Ordained in 1988, Eger first served as rabbi of Beth Chayim Chadashim in Los Angeles, the world’s first gay and lesbian synagogue recognized by Reform Judaism. In 1992, she founded Congregation Kol Ami, a synagogue that serves both gay and non-gay Jews in West Hollywood.
As the issue of Prop 8 heated up, Eger denounced the ballot measure at news conferences, called on fellow rabbis to join the cause and performed dozens of weddings for gay and lesbian couples.
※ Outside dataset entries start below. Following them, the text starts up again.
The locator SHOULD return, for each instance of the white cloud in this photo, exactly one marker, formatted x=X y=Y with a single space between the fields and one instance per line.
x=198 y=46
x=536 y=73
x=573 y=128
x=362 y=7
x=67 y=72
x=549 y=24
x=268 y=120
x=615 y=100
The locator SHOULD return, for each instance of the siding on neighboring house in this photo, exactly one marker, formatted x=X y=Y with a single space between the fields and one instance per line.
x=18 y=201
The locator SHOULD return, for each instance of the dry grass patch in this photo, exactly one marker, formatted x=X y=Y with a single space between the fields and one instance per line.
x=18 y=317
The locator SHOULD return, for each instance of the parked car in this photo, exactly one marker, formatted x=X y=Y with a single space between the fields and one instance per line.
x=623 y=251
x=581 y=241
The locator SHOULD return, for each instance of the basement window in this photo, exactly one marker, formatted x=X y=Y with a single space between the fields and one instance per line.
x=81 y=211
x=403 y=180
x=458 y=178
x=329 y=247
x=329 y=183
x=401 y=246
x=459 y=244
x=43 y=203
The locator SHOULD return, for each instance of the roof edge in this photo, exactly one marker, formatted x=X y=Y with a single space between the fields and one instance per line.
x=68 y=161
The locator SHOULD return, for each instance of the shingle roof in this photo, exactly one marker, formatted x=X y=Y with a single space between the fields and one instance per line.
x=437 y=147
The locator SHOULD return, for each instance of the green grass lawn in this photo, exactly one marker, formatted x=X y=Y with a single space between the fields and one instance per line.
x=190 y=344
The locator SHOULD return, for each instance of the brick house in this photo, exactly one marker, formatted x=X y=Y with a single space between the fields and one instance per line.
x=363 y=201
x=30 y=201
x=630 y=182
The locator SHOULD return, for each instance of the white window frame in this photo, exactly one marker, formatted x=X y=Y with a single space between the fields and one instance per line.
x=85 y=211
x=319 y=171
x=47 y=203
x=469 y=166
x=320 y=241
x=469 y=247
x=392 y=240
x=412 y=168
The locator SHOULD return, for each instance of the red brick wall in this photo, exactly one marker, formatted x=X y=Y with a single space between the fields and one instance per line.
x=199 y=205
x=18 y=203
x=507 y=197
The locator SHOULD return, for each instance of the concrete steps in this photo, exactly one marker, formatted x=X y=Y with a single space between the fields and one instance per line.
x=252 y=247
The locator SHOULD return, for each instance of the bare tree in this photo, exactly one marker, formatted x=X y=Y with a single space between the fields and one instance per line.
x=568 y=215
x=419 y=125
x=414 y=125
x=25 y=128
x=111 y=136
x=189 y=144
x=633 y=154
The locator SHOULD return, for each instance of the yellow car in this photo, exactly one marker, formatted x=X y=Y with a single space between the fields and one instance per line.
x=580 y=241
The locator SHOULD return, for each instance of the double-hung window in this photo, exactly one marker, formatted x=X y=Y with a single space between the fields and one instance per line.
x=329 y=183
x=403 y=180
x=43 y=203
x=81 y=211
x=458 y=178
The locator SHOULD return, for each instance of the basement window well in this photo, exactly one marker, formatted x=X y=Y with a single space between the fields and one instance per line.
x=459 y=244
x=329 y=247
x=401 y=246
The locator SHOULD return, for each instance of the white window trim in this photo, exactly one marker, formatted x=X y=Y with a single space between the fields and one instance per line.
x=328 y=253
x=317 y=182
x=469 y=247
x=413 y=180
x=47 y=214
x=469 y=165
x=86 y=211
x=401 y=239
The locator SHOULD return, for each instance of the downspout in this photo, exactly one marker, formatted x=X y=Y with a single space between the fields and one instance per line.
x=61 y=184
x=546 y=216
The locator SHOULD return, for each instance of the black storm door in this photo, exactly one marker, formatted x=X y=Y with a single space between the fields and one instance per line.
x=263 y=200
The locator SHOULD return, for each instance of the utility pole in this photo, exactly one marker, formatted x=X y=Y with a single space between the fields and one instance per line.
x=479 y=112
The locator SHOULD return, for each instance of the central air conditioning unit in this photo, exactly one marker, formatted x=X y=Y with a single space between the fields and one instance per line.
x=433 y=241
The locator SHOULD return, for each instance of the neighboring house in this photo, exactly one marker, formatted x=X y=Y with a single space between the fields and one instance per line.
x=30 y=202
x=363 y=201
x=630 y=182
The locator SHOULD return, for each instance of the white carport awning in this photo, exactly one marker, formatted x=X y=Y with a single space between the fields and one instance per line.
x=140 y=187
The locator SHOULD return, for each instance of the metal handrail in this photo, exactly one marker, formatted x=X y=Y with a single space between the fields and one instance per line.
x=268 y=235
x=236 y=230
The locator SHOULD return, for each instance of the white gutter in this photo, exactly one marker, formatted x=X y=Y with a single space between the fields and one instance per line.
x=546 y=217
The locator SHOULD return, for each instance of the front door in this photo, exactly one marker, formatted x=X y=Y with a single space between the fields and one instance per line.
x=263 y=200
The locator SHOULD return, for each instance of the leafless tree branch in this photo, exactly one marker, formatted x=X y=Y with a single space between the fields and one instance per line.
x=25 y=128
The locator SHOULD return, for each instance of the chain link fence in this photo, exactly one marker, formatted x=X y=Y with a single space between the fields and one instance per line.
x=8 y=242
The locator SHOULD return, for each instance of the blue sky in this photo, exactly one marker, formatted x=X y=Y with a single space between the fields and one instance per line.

She even officiated at the first legal wedding in Los Angeles County between two women, activist Robin Tyler and Diane Olson, on June 16, 2008.
Following the passage of Prop 8 Eger worked with LAPD and Sheriff’s Department to organize and keep the peace with protest marchers in the streets of Los Angeles.
She chaired a spirituality advisory committee for AIDS Project Los Angeles and co-chaired the Gay and Lesbian Rabbinic Network. She also was founding president of the Lesbian, Gay & Bisexual Interfaith Clergy Association and campaigned against Proposition 22, the successful 2000 voter initiative that defined marriage as being only between a man and a woman.
In 2008, Christopher Street West, the non-profit group that stages the annual LA Pride Festival, awarded her the Morris Kight Lifetime Achievement Award.